On September 14, the founders of Quidsi flew to Seattle to meet with Amazon and discuss a possible acquisition. As Quidsi’s founders were sitting in a meeting with Amazon brass, Amazon hit Quidsi in the gut. It announced a new program called “Amazon Mom” that offered free Prime service and an additional 30-percent discount on diapers if users signed up to get them through Amazon’s monthly “subscribe and save” program. This was a larger discount than Amazon offered on most other Subscribe and Save items.
This put Quidsi in an untenable situation, as Stone writes:
That month, Diapers.com listed a case of Pampers at $45; Amazon priced it at $39, and Amazon Mom customers with Subscribe and Save could get a case for less than $30. At one point, Quidsi executives took what they knew about shipping rates, factored in Proctor and Gamble’s wholesale prices, and calculated that Amazon was on track to lose $100 million over three months in the diapers category alone.

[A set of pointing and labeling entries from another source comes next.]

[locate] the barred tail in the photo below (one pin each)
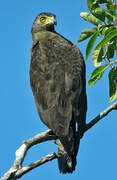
(67, 153)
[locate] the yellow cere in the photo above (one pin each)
(46, 19)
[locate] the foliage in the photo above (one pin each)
(102, 14)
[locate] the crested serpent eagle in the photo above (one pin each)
(57, 77)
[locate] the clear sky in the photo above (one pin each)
(97, 158)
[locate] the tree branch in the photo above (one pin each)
(16, 171)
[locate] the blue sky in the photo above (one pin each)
(97, 158)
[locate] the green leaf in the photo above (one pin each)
(108, 30)
(91, 43)
(113, 84)
(89, 4)
(90, 18)
(99, 13)
(97, 56)
(92, 5)
(107, 38)
(86, 33)
(111, 49)
(101, 1)
(96, 75)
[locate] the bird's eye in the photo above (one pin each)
(42, 19)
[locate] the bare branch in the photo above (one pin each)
(33, 165)
(16, 171)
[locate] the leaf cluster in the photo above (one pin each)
(103, 40)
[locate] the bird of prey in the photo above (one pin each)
(57, 77)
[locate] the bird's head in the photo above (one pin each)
(44, 21)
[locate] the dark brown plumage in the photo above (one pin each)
(57, 76)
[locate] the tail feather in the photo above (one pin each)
(67, 152)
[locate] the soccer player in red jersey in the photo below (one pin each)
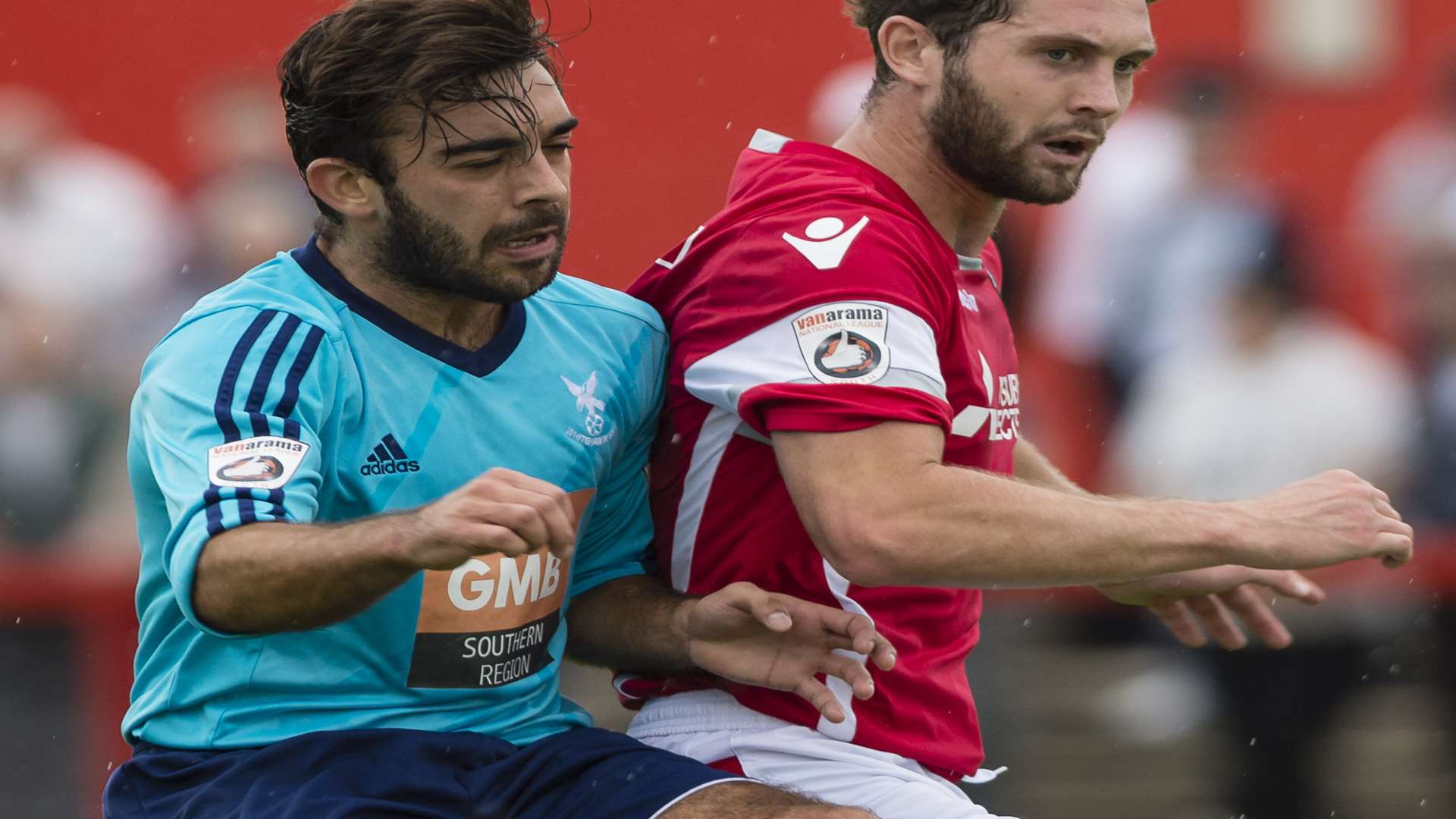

Amazon’s losses may have actually been even larger. During Wednesday’s hearing, Scanlon said that internal documents obtained by the committee showed Amazon losing $200 million in a single month from diaper products.
Amazon knew it was bleeding Quidsi dry. An internal email later in September discussed the price cuts Quidsi was forced to make to compete with the new Amazon Mom discounts. “They expect to lose lots of money in the next few yrs,” wrote executive Peter Krawiec. “This will make it worse.”
Quidsi didn’t have the money to fight a lengthy price war with Amazon, and venture capitalists were reluctant to give Quidsi more cash to fight what looked like a hopeless battle. So in November, Quidsi reluctantly signed a merger agreement with Amazon.
“I don’t remember that”
When Stone was writing his book, an Amazon executive told him that (in Stone’s words) “everything Amazon subsequently did in the diapers market [after mid-2010] was planned beforehand and unrelated to competing with Quidsi.” But the newly released emails contradict that claim. Herrington specifically listed the Amazon Mom rollout as part of Amazon’s “aggressive ‘plan to win’ against diapers.com.” Later in the same email, Herrington wrote that “to the extent this plan undercuts the core diapers business for diapers.com, it will slow the adoption of soap.com.”
Amazon’s claim is also hard to square with the company’s actions post-acquisition. Stone notes that “a month after it announced the acquisition of Quidsi, Amazon closed the [Amazon Mom] program to new members.” Then a few weeks later, as the Federal Trade Commission was giving the deal unexpectedly close scrutiny, Amazon re-opened Amazon Mom—but with smaller discounts. In effect, Amazon hiked diaper prices soon after the acquisition.
When Scanlon asked whether Bezos had signed off on raising diaper prices after the acquisition, Bezos pled ignorance.
“I don’t remember that at all,” he said. “We match competitive prices. I believe we followed diapers.com.”
The FTC ultimately approved the deal. Amazon initially let Diapers.com continue as a separate service but shut it down in 2017.